Cruz Vermelha usou artifícios para esconder o que é financiamento estatal
12 de dez. de 2018, 10:45
— Lusa/AO Online
O relatório, que
veio a público na sequência das buscas que PJ fez na terça-feira à IGF, à
Cruz Vermelha Portuguesa (CVP) e ao Ministério da Defesa, refere-se às
contas da instituição relativas aos anos de 2013, 2014 e 2015. Segundo
a auditoria da IGF, a CVP atrasou-se de forma recorrente na aprovação
de contas e no envio obrigatório às entidades responsáveis, uma violação
das regras que pode fazer com que a instituição perca a declaração de
utilidade pública.“A
CVP encontra-se sujeita ao cumprimento do Decreto-Lei (…) que
estabelece os deveres especiais das PCUP [Pessoas Coletivas de Utilidade
Pública], que incluem o de enviar por meio de transmissão eletrónica à
Secretaria Geral da Presidência do Conselho de Ministros, o relatório de
atividades e as contas do exercício relativo ao ano anterior, no prazo
de seis meses após a sua aprovação”, refere a IGF.No
relatório de auditoria – que data de 2016 mas que segundo o jornal
Público só agora seguiu para o Tribunal de Contas - a IGF sublinha mesmo
que a CVP não tem cumprido tal obrigação e que isso “pode configurar
uma violação reiterada dos deveres legalmente impostos às PCUP, e
consequentemente, determinar a cessação da declaração de utilidade
pública”.Sobre
o financiamento público na CVP, a IGF diz – relativamente às contas de
2013 e 2014 - que “a grande fatia de dinheiros públicos” recebidos na
instituição foi registada como “prestações de serviços” e apenas uma
reduzida parcela (menos de cinco milhões de euros) foi considerada como
“subsídios, subvenções ou apoios públicos”.Tal
situação, “configura uma aplicação incorreta do modelo de normalização
contabilística” a que a instituição se encontra sujeita”, considera a
IGF, que diz que o procedimento usado “não é mais do que “um artifício
para ocultar a verdadeira origem/natureza dos rendimentos e, assim, não
evidenciar que é realmente o Estado quem financia uma parte muito
significativa da atividade da CVP”.É
evidente que “as subvenções públicas têm permitido à Cruz Vermelha
Portuguesa manter uma volumosa almofada financeira geradora de elevadas
reservas de liquidez, mas em relação às quais podem não ter sido
adotadas as melhores medidas de gestão de riscos”, refere ainda a IGF.Refira-se
que as disponibilidades – de 19,7 milhões de euros, em 2013, e de 20,8
milhões, em 2014 – “situaram-se praticamente ao mesmo nível dos
montantes que a CVP recebeu a título de subvenções públicas nos mesmos
anos”, respetivamente, 19,3 milhões e 21,6 milhões.À
exceção das verbas do INEM, que assumem a natureza de prestação de
serviços, “todos os dinheiros públicos que a CVP recebe, nomeadamente,
para apoio social (do Instituto de Segurança Social) e para formação e
emprego (do Instituto de Emprego e Formação Profissional), revestem a
natureza de subsídio público para o financiamento da sua atividade
enquanto parceira do Estado nas respostas a situações de carência dessas
populações-alvo”, recorda o documento.Ao
referir o peso que o financiamento público tem nas contas da CVP e a
natureza da instituição, fora as situações de catástrofe, a IGF
questiona a dimensão da frota automóvel apresentada face à missão da
instituição.

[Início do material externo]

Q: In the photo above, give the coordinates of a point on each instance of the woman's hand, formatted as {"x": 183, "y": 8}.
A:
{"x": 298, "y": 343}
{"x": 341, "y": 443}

Segundo
o documento, a CVP tinha 370 ambulâncias de transporte de doentes não
urgentes, requisitadas pelas administrações regionais de saúde (ARS),
centros hospitalares ou privados, 143 ambulâncias de emergência
(requisitadas pelo INEM, Centros Hospitalares e ARS) e duas ambulâncias
medicalizadas e de cuidados intensivos (apenas requisitadas por
hospitais).Tinha
ainda seis embarcações/botes para socorro aquático e 13 veículos
motorizados para diversas funções (todo-o-terreno/estafetas). A IGF
estranha ainda que a CVP nem sequer divulgue no seu sítio da internet24,
nem em qualquer outro meio de informação/comunicação de âmbito
nacional, nem as suas contas anuais, nem os valores de subvenções/apoios
financeiros públicos, evidenciando total falta de transparência (…)
perante o Estado, os seus ‘stakeholders’ e os cidadãos em geral”.Finalmente,
a IGF questiona por que razão são concedidos apoios públicos à CVP
mesmo quando esta não cumpre as suas obrigações para com o Estado e qual
a base legal.O relatório da IGF foi divulgado na íntegra na terça-feira pela RTP.